Allow me to be the first to welcome myself to England. Welcome to England, Ted! Or as the locals say, “Welcome to England, Ted!” Thanks England, it’s a pleasure to be here. That is to say, living in a foreign country where the language is not my native tongue, it’s a treat to have this weekend reprieve to speak English.
I’ve trekked here, clear ‘cross the English Channel and even circumnavigated through the UK border patrol (which I will congratulate them on being even more cut-throat than the nearly impenetrable American border). That adventure was immediately followed by a four hour car ride and arrival to the gentrified town of Bristol. When I was a wee tyke, my Mom used to sing the song, “…the kids in Bristol are sharp as a pistol, when they do the Bristol stomp!” Mom is so hip; a quick Google search has just informed me that those lyrics are from the Dovells’ 1961 hit Bristol Stomp.
Rather than fifty year old pop hits, more apt subject matter is why am I here? This glass protected signage should clear things up.
Red Bull – in this instance not presented by Tim Johnson – is putting on this head-to-head street sprints up a popular downtown shopping hill, Park Street. Called “Hill Chasers“, hopefully as a participant you’re not chasing anyone when you cross the line. Cause then you’re in second place and then you’re just going home. Having honed my diesel engine over the past four years by pulling the peloton along for hours on end, I should point out that a 170 meter hill climb is just… comical. But I’m here to make the most of it and drink a small boat load of Red Bull, so let’s go!
A view from the top of Park Street:
And a view from the bottom:
Naturally, I’ll @Strava the heck out of it when it’s all said and done, so be sure to stay tuned.
Witnessing today’s youth stomping gleefully through the street of Bristol has somehow eluded me in my brief 20 hours here, I did however manage a scenic morning ride, which segued directly into a very British wintery, pissing rain ride. Complete with a ferocious wind coming off the north Atlantic to the left (assuming you operate from cardinal directions and always face north, like I do), I felt like quite the local contending with these perfectly normal UK’ian conditions. Anything less would have been inhospitable.
This photo was enhanced for extra drama. That on the horizon is called the sun, which is going in the opposite direction. Rain is fast approaching.

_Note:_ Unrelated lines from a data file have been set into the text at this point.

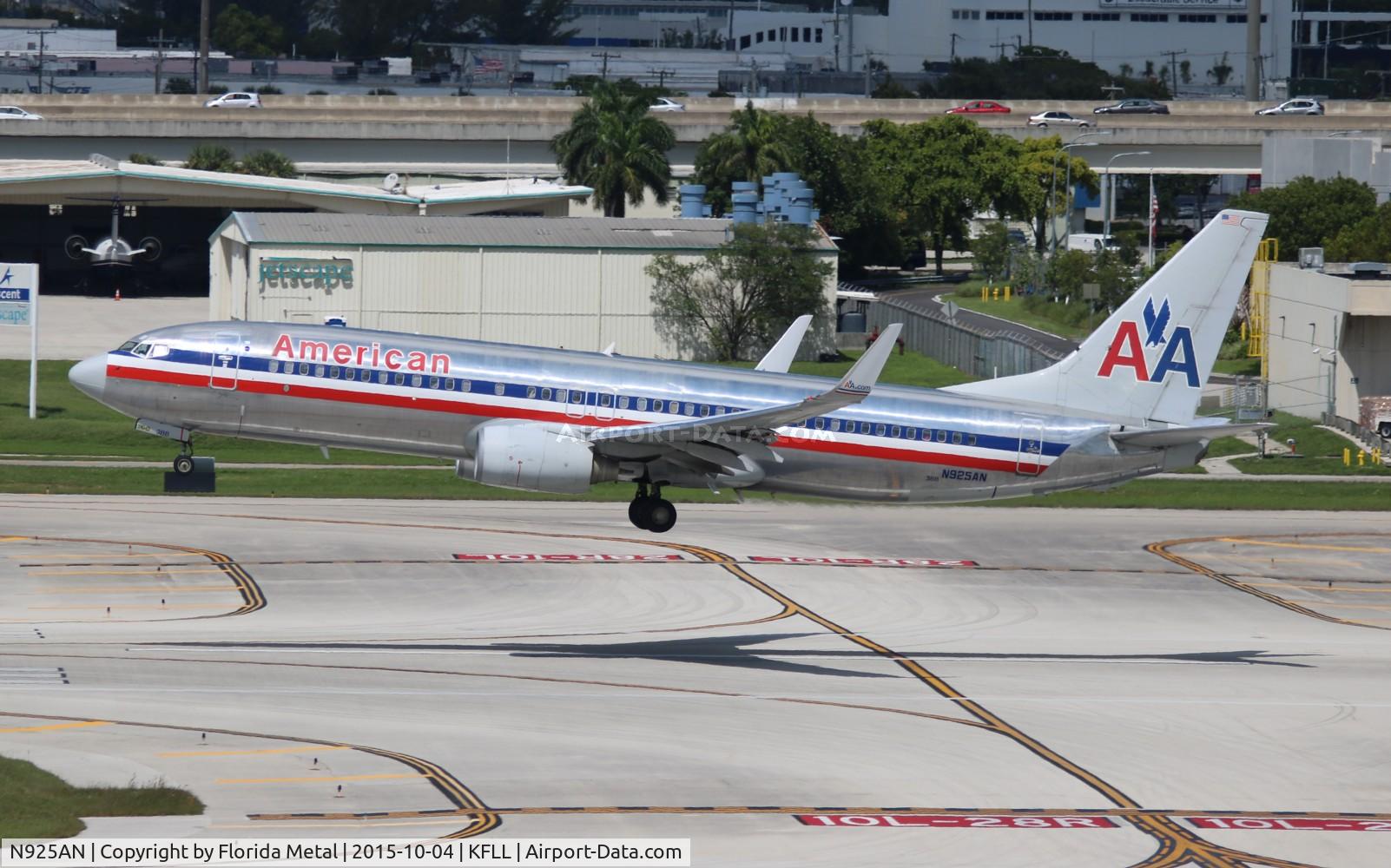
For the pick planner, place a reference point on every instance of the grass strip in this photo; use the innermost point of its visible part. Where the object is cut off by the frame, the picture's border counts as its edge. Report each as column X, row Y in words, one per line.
column 436, row 484
column 35, row 803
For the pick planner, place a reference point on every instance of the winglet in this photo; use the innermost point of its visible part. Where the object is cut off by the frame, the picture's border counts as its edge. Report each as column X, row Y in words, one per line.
column 864, row 373
column 779, row 358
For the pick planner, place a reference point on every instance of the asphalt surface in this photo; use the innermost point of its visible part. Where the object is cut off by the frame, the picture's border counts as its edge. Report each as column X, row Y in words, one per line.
column 1106, row 689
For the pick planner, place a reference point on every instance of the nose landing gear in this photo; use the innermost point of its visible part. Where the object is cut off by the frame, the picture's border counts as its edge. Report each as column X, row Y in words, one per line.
column 651, row 510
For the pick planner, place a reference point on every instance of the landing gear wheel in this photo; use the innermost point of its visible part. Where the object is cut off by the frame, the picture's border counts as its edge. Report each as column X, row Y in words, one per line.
column 661, row 515
column 637, row 512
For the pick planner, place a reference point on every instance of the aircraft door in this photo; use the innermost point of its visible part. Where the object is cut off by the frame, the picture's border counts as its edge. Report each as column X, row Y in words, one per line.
column 226, row 360
column 1030, row 457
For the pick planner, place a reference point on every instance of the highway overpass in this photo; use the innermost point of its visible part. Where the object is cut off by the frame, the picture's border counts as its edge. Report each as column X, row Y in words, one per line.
column 492, row 136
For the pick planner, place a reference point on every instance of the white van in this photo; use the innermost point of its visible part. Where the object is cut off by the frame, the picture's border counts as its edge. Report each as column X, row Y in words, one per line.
column 1092, row 242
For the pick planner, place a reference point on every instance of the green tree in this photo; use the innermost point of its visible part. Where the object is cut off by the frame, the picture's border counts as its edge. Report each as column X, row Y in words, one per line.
column 748, row 149
column 245, row 34
column 210, row 157
column 618, row 148
column 1308, row 213
column 739, row 297
column 1368, row 240
column 267, row 163
column 992, row 251
column 936, row 174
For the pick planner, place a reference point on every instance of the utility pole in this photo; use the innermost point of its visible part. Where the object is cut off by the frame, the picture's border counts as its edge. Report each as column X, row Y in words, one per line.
column 661, row 76
column 1252, row 50
column 42, row 36
column 1173, row 67
column 605, row 56
column 203, row 25
column 161, row 43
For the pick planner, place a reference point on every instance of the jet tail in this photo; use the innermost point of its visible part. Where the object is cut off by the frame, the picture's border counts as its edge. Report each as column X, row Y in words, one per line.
column 1150, row 359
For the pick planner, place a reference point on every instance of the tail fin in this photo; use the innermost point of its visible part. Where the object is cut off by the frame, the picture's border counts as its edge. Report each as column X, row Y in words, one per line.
column 1150, row 358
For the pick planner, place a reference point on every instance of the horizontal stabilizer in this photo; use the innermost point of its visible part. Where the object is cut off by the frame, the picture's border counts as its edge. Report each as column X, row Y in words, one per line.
column 1177, row 437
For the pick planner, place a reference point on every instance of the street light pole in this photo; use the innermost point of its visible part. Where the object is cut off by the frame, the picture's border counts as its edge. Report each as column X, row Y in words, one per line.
column 1051, row 192
column 1069, row 173
column 1111, row 191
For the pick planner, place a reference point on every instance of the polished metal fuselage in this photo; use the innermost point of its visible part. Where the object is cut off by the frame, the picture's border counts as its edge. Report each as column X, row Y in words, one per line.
column 337, row 387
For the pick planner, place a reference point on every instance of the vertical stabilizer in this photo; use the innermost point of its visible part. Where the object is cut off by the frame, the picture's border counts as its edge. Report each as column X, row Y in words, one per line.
column 1150, row 360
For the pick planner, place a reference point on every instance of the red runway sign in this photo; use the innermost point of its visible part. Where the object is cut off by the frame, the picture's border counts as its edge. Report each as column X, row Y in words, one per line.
column 572, row 558
column 1300, row 824
column 957, row 821
column 864, row 561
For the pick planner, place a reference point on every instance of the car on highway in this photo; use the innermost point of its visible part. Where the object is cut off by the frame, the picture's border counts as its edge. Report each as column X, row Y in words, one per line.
column 234, row 99
column 979, row 108
column 1058, row 119
column 1300, row 106
column 16, row 113
column 1132, row 106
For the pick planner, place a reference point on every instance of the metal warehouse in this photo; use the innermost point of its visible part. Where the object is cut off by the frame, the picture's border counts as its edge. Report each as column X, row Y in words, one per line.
column 577, row 283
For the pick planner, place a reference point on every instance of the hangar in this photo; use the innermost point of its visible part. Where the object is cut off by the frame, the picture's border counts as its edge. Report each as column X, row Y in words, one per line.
column 53, row 210
column 577, row 283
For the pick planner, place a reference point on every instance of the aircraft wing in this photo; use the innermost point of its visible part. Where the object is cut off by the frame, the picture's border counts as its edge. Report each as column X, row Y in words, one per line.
column 781, row 357
column 1187, row 434
column 757, row 424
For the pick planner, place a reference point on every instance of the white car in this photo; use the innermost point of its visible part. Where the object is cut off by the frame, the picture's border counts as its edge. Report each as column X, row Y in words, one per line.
column 1301, row 106
column 16, row 113
column 1058, row 119
column 234, row 101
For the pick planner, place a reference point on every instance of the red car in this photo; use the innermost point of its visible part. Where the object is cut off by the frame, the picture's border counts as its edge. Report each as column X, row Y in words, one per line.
column 979, row 108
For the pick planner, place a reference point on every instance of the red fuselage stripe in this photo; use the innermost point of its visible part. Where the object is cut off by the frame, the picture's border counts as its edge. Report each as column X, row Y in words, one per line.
column 464, row 408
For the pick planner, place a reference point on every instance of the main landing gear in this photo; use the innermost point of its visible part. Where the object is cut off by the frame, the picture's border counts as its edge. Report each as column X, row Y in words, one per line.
column 649, row 510
column 184, row 462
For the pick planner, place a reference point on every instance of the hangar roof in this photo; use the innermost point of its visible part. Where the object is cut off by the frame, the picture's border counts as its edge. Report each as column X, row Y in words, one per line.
column 590, row 233
column 48, row 181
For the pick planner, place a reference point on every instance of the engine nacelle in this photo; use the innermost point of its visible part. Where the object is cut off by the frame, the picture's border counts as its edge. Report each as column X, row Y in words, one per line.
column 534, row 458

Here I am thinking that I’m in England but then it dawns on me that I could very well be in the Belgian Ardennes. Cow paths no more than the width of one car, massive expanses of farm lands, some rolling hills intertwined with sharp kinks in the geography, and “mud” – or what comes from the hind end of an animal and a normal person would call poo.

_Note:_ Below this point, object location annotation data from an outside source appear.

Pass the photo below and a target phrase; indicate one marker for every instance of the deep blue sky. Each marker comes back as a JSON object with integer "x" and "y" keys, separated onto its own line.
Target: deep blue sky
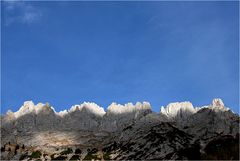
{"x": 69, "y": 52}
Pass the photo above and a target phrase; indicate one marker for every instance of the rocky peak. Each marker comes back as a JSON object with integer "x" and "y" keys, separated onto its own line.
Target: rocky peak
{"x": 178, "y": 109}
{"x": 217, "y": 102}
{"x": 86, "y": 107}
{"x": 218, "y": 105}
{"x": 115, "y": 108}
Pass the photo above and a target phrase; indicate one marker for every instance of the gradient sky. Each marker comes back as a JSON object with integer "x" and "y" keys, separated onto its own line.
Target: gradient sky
{"x": 66, "y": 53}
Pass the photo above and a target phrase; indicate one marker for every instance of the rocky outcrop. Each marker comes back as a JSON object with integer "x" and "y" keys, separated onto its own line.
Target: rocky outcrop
{"x": 122, "y": 132}
{"x": 178, "y": 110}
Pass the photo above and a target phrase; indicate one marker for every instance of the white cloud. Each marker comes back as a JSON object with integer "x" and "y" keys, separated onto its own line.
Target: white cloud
{"x": 20, "y": 12}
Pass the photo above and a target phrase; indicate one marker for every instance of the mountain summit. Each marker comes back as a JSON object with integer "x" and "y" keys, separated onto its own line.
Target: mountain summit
{"x": 179, "y": 131}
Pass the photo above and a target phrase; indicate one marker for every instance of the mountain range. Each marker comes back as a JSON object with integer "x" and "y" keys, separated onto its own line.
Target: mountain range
{"x": 179, "y": 131}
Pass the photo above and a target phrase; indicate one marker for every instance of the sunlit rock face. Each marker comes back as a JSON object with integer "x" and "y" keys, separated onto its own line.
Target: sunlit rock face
{"x": 123, "y": 130}
{"x": 117, "y": 116}
{"x": 178, "y": 110}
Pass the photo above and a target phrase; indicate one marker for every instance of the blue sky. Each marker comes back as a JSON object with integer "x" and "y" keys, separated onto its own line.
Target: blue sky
{"x": 66, "y": 53}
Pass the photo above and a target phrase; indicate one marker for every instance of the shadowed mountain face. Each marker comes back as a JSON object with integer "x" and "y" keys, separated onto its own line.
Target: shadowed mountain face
{"x": 123, "y": 132}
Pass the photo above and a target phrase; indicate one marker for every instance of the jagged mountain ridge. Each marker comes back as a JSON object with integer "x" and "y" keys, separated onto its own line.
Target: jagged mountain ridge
{"x": 136, "y": 126}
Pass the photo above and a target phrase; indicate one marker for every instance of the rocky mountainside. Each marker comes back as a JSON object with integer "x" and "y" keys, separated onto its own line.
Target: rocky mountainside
{"x": 179, "y": 131}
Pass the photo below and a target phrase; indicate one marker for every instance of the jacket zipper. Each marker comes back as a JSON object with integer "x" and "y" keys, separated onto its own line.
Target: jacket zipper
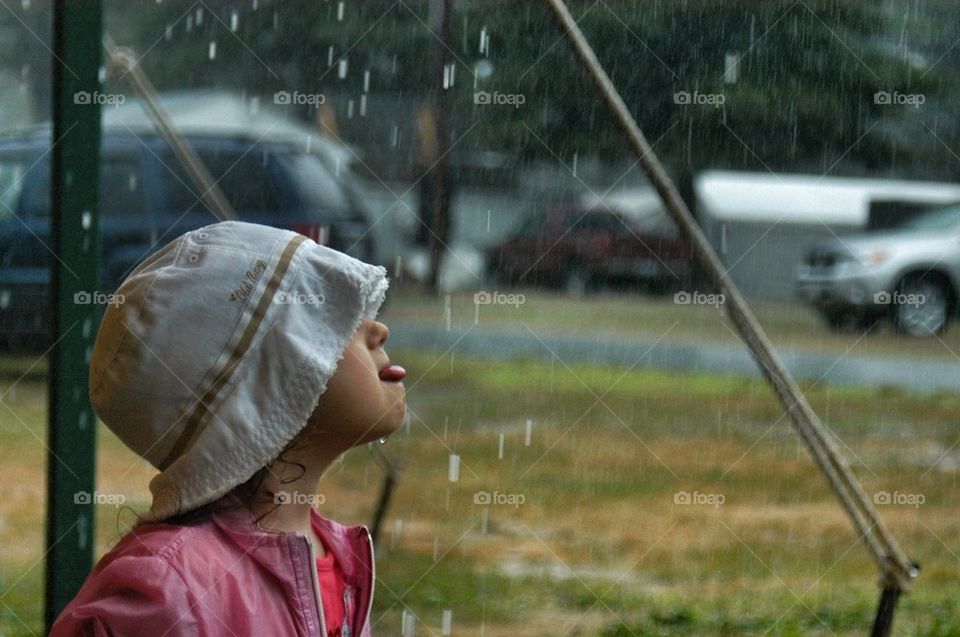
{"x": 373, "y": 580}
{"x": 316, "y": 587}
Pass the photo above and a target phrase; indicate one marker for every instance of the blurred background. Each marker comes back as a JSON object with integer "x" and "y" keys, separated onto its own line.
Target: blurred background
{"x": 590, "y": 449}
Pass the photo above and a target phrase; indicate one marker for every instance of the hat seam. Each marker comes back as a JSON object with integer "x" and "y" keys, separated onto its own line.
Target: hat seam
{"x": 123, "y": 338}
{"x": 372, "y": 287}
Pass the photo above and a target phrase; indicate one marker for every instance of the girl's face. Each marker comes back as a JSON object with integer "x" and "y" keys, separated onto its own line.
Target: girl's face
{"x": 357, "y": 407}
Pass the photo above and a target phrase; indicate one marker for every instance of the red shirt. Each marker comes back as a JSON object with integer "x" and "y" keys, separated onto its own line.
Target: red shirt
{"x": 331, "y": 592}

Despite its rain, England is an exceedingly beautiful country and I can’t help but feel like I’m engulfed by an erudite culture. Tartans and lots of plaid, stone and brick building aplenty, hunting dogs – yup seriously, horses everywhere, rugby and polo fields aplenty, for some reason large geese make me think of highbrow folk, people drinking “a spot of tea”, boarding schools atop virtually every hill I rode over, and dozens of other details both intricate and obtuse that makes me feel like these people is wicked smart.
And on that scholarly note, I need to go ride my bike up a hill.